Saudades da sombra

A sombra, esquecida durante seis meses, volta como a velha amiga de que não sabíamos ter saudades até voltar a vê-la.

Na sexta-feira fomos à praia, estava sol e o mar parecia aberto a uma breve intervenção humana. Mas, no último minuto, cortámo-nos. Ainda não estávamos prontos. A praia também não. Ainda estava a ressacar de tanta chuva e de tanto frio.

Está a ser o primeiro fim-de-semana do ano com dias bonitos, com calor bastante para se estar bem à sombra. É depois de ter torrado ao sol durante dez minutos que se percebe que o sol está - finalmente, raios o partam - forte de mais para se estar debaixo dele.

Foge-se para a sombra e aí, sentindo a sombra como alívio, sem sensação de frio ou de azar, dou-me conta de uma saudade que não sabia que tinha: da sombra. Da sombra num dia de sol.

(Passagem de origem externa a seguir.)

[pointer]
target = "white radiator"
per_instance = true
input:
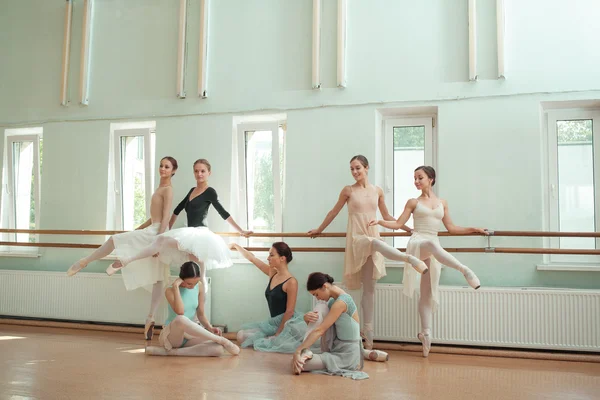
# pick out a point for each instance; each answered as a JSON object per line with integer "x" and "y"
{"x": 537, "y": 318}
{"x": 83, "y": 297}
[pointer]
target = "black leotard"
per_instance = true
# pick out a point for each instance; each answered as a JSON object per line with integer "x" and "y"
{"x": 197, "y": 209}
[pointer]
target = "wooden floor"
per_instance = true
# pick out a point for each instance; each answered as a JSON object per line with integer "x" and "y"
{"x": 51, "y": 363}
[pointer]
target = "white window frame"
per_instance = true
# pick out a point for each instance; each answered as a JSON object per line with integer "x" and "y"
{"x": 389, "y": 123}
{"x": 550, "y": 198}
{"x": 8, "y": 213}
{"x": 148, "y": 135}
{"x": 274, "y": 127}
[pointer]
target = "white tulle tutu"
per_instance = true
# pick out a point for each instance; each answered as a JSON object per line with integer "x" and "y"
{"x": 142, "y": 273}
{"x": 208, "y": 247}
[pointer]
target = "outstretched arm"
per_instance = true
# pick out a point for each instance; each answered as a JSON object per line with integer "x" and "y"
{"x": 408, "y": 209}
{"x": 458, "y": 230}
{"x": 344, "y": 195}
{"x": 264, "y": 267}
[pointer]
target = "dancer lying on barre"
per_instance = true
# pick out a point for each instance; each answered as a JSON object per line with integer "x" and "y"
{"x": 181, "y": 335}
{"x": 149, "y": 273}
{"x": 428, "y": 212}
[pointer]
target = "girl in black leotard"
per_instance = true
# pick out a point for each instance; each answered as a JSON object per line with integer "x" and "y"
{"x": 195, "y": 242}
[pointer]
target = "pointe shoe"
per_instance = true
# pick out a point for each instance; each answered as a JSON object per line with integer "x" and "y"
{"x": 472, "y": 280}
{"x": 149, "y": 329}
{"x": 111, "y": 270}
{"x": 425, "y": 339}
{"x": 378, "y": 355}
{"x": 418, "y": 265}
{"x": 230, "y": 347}
{"x": 75, "y": 268}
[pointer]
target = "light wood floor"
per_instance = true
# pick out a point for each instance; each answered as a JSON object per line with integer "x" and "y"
{"x": 51, "y": 363}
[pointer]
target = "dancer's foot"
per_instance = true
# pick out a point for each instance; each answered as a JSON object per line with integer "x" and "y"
{"x": 230, "y": 347}
{"x": 75, "y": 268}
{"x": 472, "y": 279}
{"x": 149, "y": 328}
{"x": 418, "y": 265}
{"x": 377, "y": 355}
{"x": 113, "y": 268}
{"x": 425, "y": 339}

Sem aquele calor não se pode estar bem à sombra. Foge-se de uma coisa boa para outra coisa ainda melhor, que depende inteiramente da primeira.

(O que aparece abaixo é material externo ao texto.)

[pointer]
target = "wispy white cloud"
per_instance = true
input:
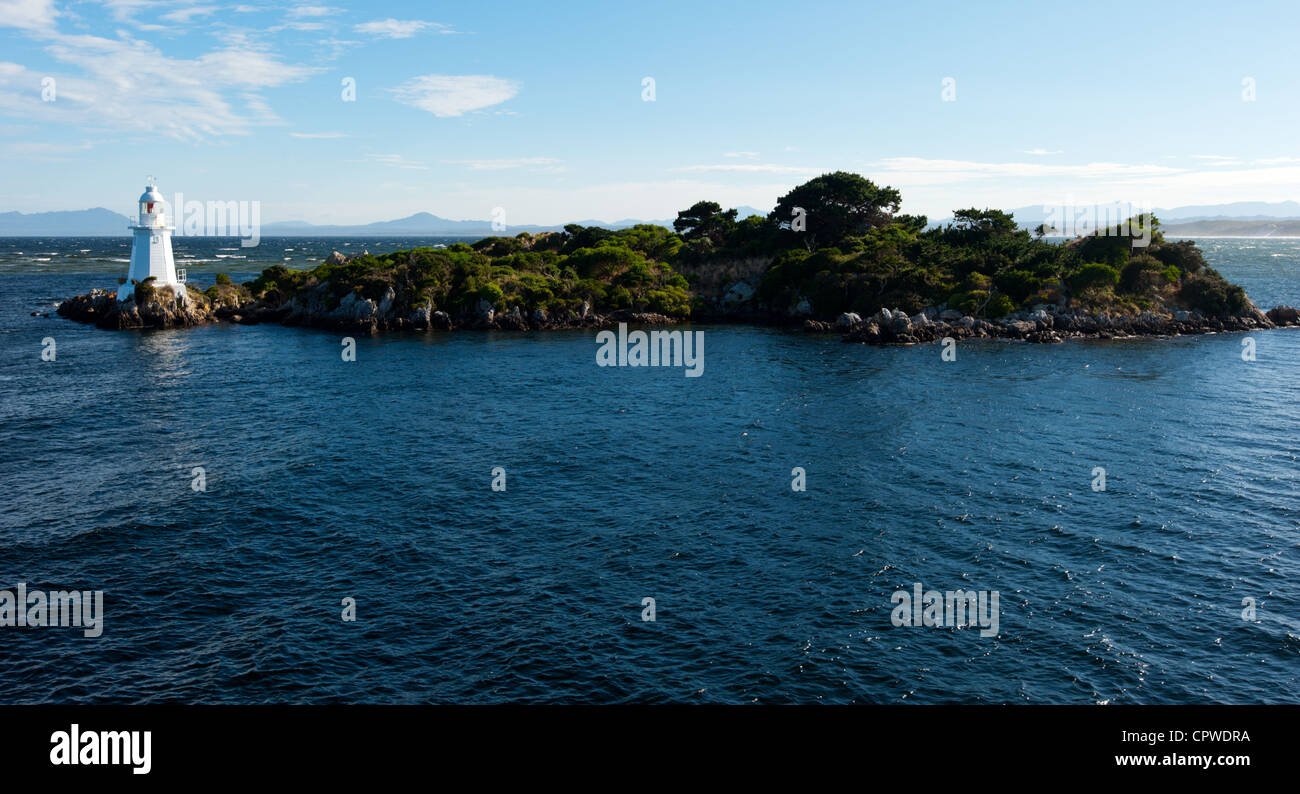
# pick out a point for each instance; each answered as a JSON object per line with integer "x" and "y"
{"x": 126, "y": 83}
{"x": 450, "y": 95}
{"x": 399, "y": 29}
{"x": 183, "y": 16}
{"x": 391, "y": 161}
{"x": 30, "y": 14}
{"x": 493, "y": 165}
{"x": 752, "y": 168}
{"x": 313, "y": 11}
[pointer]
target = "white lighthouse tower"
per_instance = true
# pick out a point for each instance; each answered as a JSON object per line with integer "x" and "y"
{"x": 151, "y": 250}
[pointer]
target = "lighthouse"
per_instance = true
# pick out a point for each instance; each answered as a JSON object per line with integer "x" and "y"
{"x": 151, "y": 250}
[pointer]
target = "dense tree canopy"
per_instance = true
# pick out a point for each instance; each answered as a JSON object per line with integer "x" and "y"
{"x": 856, "y": 254}
{"x": 837, "y": 205}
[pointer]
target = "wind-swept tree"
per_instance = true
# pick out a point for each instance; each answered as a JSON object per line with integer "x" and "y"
{"x": 837, "y": 205}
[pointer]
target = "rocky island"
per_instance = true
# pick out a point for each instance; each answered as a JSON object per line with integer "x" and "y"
{"x": 835, "y": 256}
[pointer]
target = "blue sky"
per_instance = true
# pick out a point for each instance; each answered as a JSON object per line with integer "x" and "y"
{"x": 538, "y": 108}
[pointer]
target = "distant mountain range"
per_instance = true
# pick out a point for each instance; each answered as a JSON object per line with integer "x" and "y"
{"x": 104, "y": 222}
{"x": 77, "y": 222}
{"x": 1240, "y": 218}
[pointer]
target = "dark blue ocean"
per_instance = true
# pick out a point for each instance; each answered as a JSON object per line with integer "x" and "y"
{"x": 372, "y": 480}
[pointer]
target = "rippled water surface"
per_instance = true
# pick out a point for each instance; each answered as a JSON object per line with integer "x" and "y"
{"x": 372, "y": 480}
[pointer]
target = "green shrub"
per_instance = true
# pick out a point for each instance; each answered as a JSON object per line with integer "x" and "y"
{"x": 1093, "y": 277}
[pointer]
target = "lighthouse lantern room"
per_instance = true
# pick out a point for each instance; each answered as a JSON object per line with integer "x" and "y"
{"x": 151, "y": 250}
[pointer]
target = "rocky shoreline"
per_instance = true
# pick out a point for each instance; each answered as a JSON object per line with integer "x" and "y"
{"x": 364, "y": 316}
{"x": 352, "y": 315}
{"x": 1044, "y": 325}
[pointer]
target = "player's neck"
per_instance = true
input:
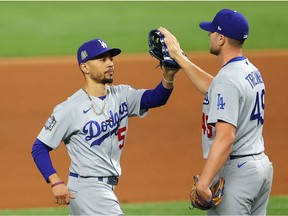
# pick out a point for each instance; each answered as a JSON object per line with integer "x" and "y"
{"x": 96, "y": 90}
{"x": 227, "y": 55}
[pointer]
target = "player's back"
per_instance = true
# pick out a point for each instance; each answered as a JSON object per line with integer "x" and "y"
{"x": 246, "y": 80}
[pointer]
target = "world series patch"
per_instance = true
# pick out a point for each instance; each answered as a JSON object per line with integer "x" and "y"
{"x": 50, "y": 123}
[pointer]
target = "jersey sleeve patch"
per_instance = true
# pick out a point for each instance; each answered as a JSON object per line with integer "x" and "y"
{"x": 51, "y": 122}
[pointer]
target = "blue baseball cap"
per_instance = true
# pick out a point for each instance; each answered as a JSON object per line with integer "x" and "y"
{"x": 228, "y": 22}
{"x": 93, "y": 49}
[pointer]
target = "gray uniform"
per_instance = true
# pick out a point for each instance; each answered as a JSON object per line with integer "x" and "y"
{"x": 236, "y": 96}
{"x": 94, "y": 132}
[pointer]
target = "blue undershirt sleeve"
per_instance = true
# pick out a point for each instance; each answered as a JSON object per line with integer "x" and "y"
{"x": 155, "y": 97}
{"x": 40, "y": 154}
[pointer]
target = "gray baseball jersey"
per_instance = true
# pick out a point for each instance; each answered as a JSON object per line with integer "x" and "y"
{"x": 236, "y": 96}
{"x": 94, "y": 131}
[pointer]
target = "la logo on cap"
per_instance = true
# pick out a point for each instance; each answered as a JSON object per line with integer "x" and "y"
{"x": 103, "y": 44}
{"x": 84, "y": 54}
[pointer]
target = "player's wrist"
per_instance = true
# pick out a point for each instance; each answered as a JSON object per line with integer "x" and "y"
{"x": 57, "y": 183}
{"x": 170, "y": 79}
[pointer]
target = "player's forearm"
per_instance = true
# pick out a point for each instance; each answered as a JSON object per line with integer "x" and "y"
{"x": 219, "y": 152}
{"x": 199, "y": 78}
{"x": 155, "y": 97}
{"x": 40, "y": 154}
{"x": 54, "y": 178}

Talvez a sombra seja a antecessora da água do mar. Mergulha-se nela com menos choque, entusiasmo e prazer mas é uma preparação para a alegria que aí vem. Da mesma maneira vai-se saindo da sombra para o sol e voltando do sol para a sombra, como quem vai tomar banho e volta à areia para secar, aquecer e voltar ao mar.

Quem pensaria durante este comprido e mísero Inverno que logo no segundo fim-de-semana de Março havíamos de ir, de livre vontade, para nosso próprio conforto, para onde estivesse menos calor?

A sombra, esquecida durante seis meses, volta como a velha amiga de que não sabíamos ter saudades até voltar a vê-la.